REVIEW: Mrs. Nixon: A Novelist Imagines a Life

Book by Ann Beattie

REVIEW: Mrs. Nixon: A novelist imagines a lifeJust who was Pat Nixon, the proper, self-contained wife of America’s most reviled and disgraced president? Of her inner life—her hopes, her regrets, what was running through her head as her family boarded that plane to California in ignominy—there is scant knowledge. Born Thelma Ryan in 1912, Nixon was one of the few first ladies never to pen a memoir; the closest we get is Pat Nixon: The Untold Story, a chirpy biography written by her daughter Julie Nixon Eisenhower.
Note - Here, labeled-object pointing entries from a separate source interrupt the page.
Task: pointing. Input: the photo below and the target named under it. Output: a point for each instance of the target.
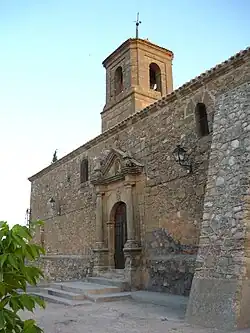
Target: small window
(201, 120)
(118, 80)
(154, 77)
(84, 171)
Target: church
(160, 196)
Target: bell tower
(138, 73)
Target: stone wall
(134, 56)
(221, 288)
(170, 199)
(65, 268)
(170, 265)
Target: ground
(115, 317)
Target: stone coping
(135, 41)
(65, 256)
(180, 92)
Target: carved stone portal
(115, 183)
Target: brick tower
(138, 73)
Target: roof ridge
(144, 112)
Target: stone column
(130, 217)
(101, 261)
(99, 223)
(220, 293)
(132, 251)
(111, 245)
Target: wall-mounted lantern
(54, 206)
(28, 217)
(181, 157)
(52, 202)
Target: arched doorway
(120, 234)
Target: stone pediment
(115, 166)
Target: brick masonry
(167, 202)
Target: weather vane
(137, 22)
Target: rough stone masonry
(121, 202)
(220, 294)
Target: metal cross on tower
(137, 22)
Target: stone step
(85, 287)
(123, 285)
(60, 300)
(109, 297)
(64, 294)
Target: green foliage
(54, 159)
(16, 249)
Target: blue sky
(52, 83)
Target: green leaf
(2, 320)
(16, 249)
(22, 231)
(13, 261)
(3, 258)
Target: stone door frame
(120, 188)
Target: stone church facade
(123, 202)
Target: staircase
(93, 289)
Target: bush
(16, 250)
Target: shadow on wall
(170, 264)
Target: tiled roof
(194, 83)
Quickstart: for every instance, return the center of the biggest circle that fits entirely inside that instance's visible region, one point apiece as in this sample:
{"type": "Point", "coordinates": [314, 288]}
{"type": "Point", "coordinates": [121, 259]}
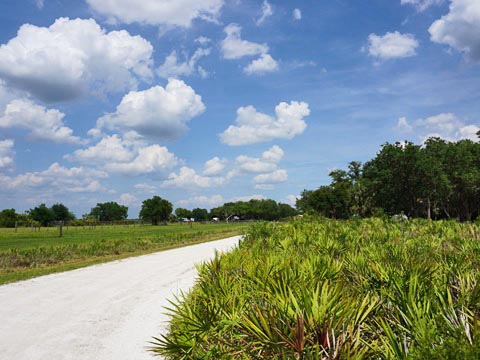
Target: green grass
{"type": "Point", "coordinates": [25, 254]}
{"type": "Point", "coordinates": [325, 289]}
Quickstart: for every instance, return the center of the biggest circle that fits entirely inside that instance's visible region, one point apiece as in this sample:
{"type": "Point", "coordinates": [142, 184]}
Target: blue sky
{"type": "Point", "coordinates": [207, 101]}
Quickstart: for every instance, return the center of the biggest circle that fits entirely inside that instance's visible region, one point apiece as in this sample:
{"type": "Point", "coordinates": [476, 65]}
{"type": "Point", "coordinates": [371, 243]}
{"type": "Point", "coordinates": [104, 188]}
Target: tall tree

Now Beattie, famed for chronicling the cynical post-Nixon generation in fiction, unwraps the hermetically sealed “generic president’s wife” in an intriguing, playful piece of literary performance art that melds fact with fiction to explore her own creative process.

Anyone seeking a fully fleshed “reimagining” of Pat Nixon in the style of American Wife, Curtis Sittenfeld’s portrait of Laura Bush, will be disappointed—and perplexed by such chapter titles as “Mrs. Nixon Reads The Glass Menagerie” and “Mrs. Nixon Gets the Giggles.” Beattie, who teaches creative writing and literature at the University of Virginia, explores Pat Nixon less as a person than as a textual conundrum: “Writing fiction about a real person tests my unexamined assumptions,” she explains. She ascribes thoughts and opinions to her subject, offers alternative scenarios to actual events, and even injects herself into a story that may or may not be fiction.

More, she cleverly reveals writers’ habits (poets sleep most, she claims) and her own writerly bag of tricks. Metatextual references abound. One chapter depicts Richard Nixon’s marriage proposal in the style of an F. Scott Fitzgerald story. Another echoes James Joyce’s “The Dead,” rendering Halloween circa 1990 at the Nixons’, where the ex-president greets trick-or-treaters wearing Richard Nixon masks.

A writer of less stature and skill would be branded self-indulgent for eclipsing her subject so boldly. But expect Beattie to be lauded for rescuing Mrs. Nixon from her fate as a Watergate footnote. And she has, in this genre-bending memoir-novel-biography hybrid: now the still-enigmatic Mrs. Nixon is a literary footnote as well.